Can you get that railing sand blasted and then nickle plated?
Originally Posted by mdsmeck
What would be the best way to fix this???
2. Take the original and have it sandblasted and powder coated??? If so, how do I find someone locally that does this???
Any comments/suggestion would be greatly appreciated...
This might be the most expensive option, but it's also the one that'll provide the best results amongst the ones on your list.
There will be lots of places in your area that do powder coatings. Just look under "Industrial Coatings" in your Yellow Pages phone directory. Typically, the size of object that can be powder coated will be limited by the size of the baking oven at the place that's doing the work. If your rail is too large to fit in their baking oven, they can't powder coat it.
Powder coatings are much more impermeable and much more durable than air dry coatings like paints, thereby protecting the underlying metal much better than a paint would.
Talk to the places that do powder coatings in your area about what colour will hide the underlying iron the best, and how thick they can make the coating.
Generally, the harder and stronger the coating on the metal, the higher the temperature it takes to melt it. "Powder coating" is typically done at temperatures below 750 degrees. You can get an even harder and stronger coating on your railing if you have it "ceramic coated", which is to have it coated with porcelain enamel. Porcelain enamel is a much harder and more durable coating than even a powder coating. For example, on a stove, the (typically) white cooktop will be powder coated at about 500 degrees, but the blue/grey coating inside the oven will be porcelain enamel baked on at about 1300 deg. F. That oven coating is the hardest and most durable coating in most people's homes (save, perhaps for the chrome plating on brass fixtures in their bathrooms).

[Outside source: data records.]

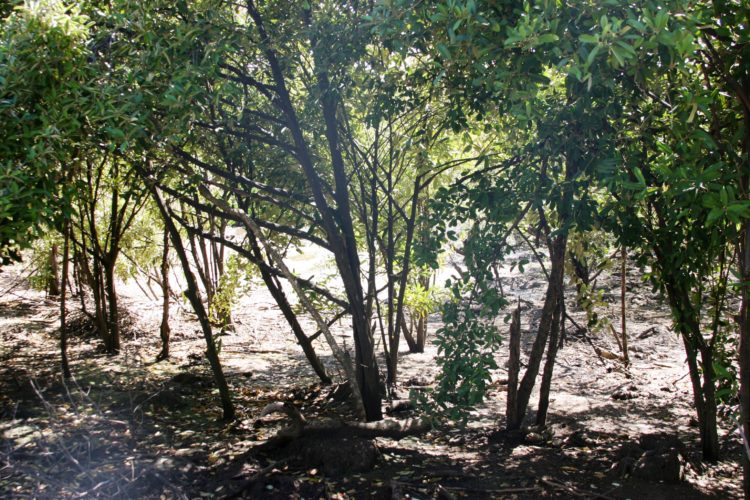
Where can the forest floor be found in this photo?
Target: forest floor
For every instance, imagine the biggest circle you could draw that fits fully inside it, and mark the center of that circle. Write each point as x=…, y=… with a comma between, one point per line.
x=128, y=427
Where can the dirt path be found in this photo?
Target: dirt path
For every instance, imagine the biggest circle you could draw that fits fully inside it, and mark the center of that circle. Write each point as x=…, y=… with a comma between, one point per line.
x=127, y=427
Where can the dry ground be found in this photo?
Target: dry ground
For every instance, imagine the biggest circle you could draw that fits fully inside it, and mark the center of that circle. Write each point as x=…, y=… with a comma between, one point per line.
x=127, y=427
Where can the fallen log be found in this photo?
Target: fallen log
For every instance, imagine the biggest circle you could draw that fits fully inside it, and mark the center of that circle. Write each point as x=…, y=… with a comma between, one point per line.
x=334, y=428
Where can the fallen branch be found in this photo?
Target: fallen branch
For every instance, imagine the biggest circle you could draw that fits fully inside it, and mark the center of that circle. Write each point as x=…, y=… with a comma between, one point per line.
x=571, y=490
x=331, y=428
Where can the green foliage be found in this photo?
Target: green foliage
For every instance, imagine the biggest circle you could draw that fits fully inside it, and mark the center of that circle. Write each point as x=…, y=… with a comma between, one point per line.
x=233, y=283
x=44, y=78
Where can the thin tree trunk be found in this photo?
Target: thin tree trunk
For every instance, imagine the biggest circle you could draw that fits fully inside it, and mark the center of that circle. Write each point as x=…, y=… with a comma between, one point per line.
x=408, y=335
x=278, y=294
x=623, y=320
x=164, y=330
x=53, y=281
x=744, y=348
x=549, y=365
x=341, y=356
x=63, y=296
x=744, y=353
x=545, y=326
x=514, y=368
x=193, y=295
x=113, y=309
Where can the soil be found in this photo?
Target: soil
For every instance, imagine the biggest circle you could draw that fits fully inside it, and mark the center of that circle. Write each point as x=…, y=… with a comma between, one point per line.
x=127, y=426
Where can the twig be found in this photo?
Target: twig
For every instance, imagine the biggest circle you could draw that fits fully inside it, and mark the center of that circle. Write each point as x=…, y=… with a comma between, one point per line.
x=255, y=477
x=573, y=491
x=585, y=336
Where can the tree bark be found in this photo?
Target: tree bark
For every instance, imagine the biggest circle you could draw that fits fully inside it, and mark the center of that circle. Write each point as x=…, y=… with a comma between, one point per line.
x=744, y=353
x=514, y=368
x=63, y=296
x=549, y=365
x=53, y=281
x=337, y=222
x=164, y=329
x=552, y=297
x=193, y=295
x=623, y=320
x=279, y=296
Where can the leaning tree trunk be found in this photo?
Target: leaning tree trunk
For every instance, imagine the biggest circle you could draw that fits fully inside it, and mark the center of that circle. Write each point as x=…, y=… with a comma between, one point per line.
x=702, y=376
x=549, y=365
x=514, y=367
x=744, y=354
x=744, y=348
x=554, y=290
x=193, y=295
x=164, y=329
x=53, y=280
x=279, y=296
x=336, y=221
x=63, y=293
x=113, y=317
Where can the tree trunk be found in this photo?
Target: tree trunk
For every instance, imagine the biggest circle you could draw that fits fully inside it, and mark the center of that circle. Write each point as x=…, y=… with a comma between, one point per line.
x=63, y=293
x=193, y=295
x=623, y=320
x=277, y=292
x=704, y=392
x=53, y=280
x=100, y=305
x=708, y=427
x=113, y=318
x=744, y=261
x=408, y=335
x=514, y=368
x=554, y=290
x=549, y=365
x=744, y=355
x=164, y=330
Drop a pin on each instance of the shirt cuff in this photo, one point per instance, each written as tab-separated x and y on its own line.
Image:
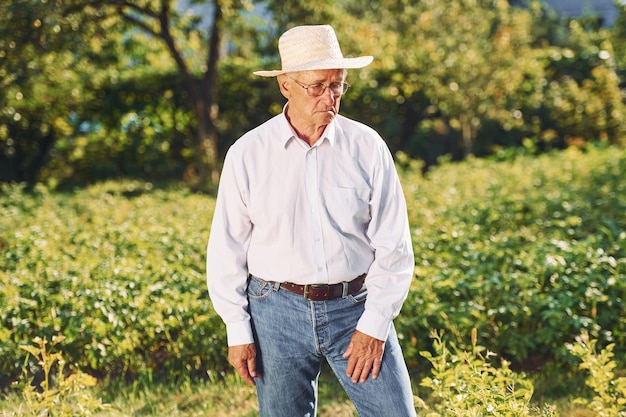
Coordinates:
239	333
374	324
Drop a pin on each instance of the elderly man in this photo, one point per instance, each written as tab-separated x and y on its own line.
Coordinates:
310	256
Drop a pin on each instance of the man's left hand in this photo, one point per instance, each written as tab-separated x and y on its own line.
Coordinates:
365	355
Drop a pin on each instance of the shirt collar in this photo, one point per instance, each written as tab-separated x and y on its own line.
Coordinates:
287	133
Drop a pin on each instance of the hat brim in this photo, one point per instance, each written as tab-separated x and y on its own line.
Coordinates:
342	63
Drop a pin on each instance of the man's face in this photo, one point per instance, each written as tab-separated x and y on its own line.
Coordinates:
305	109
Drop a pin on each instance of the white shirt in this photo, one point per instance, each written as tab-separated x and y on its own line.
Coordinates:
324	214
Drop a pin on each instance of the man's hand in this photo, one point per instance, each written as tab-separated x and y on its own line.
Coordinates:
364	354
243	358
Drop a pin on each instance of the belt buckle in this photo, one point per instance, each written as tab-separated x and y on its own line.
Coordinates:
305	293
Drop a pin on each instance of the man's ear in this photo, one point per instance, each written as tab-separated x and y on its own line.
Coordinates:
283	84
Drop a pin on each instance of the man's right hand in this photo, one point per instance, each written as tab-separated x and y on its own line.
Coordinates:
243	358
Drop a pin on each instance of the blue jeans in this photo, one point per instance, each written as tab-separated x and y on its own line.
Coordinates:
293	336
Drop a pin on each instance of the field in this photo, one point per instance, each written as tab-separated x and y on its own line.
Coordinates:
518	257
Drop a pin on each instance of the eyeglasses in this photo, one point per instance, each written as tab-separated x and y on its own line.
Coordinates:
316	90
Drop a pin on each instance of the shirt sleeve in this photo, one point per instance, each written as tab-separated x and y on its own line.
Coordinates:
226	262
390	274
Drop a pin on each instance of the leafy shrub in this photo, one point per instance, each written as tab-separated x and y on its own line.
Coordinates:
58	394
465	383
530	252
609	391
117	269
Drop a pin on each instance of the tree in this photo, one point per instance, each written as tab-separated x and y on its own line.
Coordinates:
44	68
178	29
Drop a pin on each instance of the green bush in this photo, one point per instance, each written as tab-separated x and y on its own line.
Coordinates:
530	252
117	269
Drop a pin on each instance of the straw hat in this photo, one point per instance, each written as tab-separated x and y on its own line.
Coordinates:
306	48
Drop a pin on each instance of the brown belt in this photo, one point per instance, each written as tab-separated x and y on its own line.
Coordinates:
322	292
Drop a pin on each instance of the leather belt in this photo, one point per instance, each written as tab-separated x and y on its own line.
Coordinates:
322	292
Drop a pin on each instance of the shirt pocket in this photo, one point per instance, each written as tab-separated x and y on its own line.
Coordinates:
348	208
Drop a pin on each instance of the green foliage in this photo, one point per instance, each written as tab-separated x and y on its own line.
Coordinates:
530	252
465	383
118	271
89	93
609	391
59	393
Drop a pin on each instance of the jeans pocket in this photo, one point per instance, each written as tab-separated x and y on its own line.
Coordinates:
259	289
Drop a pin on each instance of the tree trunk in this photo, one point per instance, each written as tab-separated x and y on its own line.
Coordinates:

The only problem is that porcelain enamel is a hard and brittle material, and using metal fasteners on it to mount that railing is likely to crack or chip it up. Also, both powder coating and porcelain enamel result in very smooth finishes which might be slippery when they're wet with rain and perhaps more difficult to grasp securely in a fall.
But, powder coating would be vastly better than painting, and porcelain enamel would give you a harder and more durable finish than powder coating. I'd ask around at the places that do porcelain enamel coatings to see if they can think of any other good reasons not to go with a porcelain enamel coating on an iron railing that's going to spend it's life outdoors. Also, the porcelain enamel option is likely gonna cost more.Porcelain Enamel InstituteThe Powder Coating Institute
(I'd also inquire about nickle plating that iron railing. That would be more durable and protective than any porcelain enamel could ever be. Also, nickle is naturally corrosion resistant because it forms an oxide that's impermeable to air and water. It's like copper in that respect, only better; it rusts, but the rust it forms is highly impermeable to both O2 and H2O, sticks tenaciously to the underlying metal and thereby protects it from further oxidation. The oxide film that nickle forms is much more impermeable than the brown "rust" that copper forms, so that it protects the underlying metal from further rusting so well that it remains so thin as to be transparent. What better corrosion protection for the underlying iron could you imagine than a coating of pure nickel that naturally forms an oxide surface layer that protects itself (and therefore everything under it) from the oxygen and water in the environment? If nickle plating this railing is feasible, that's the way I'd go.)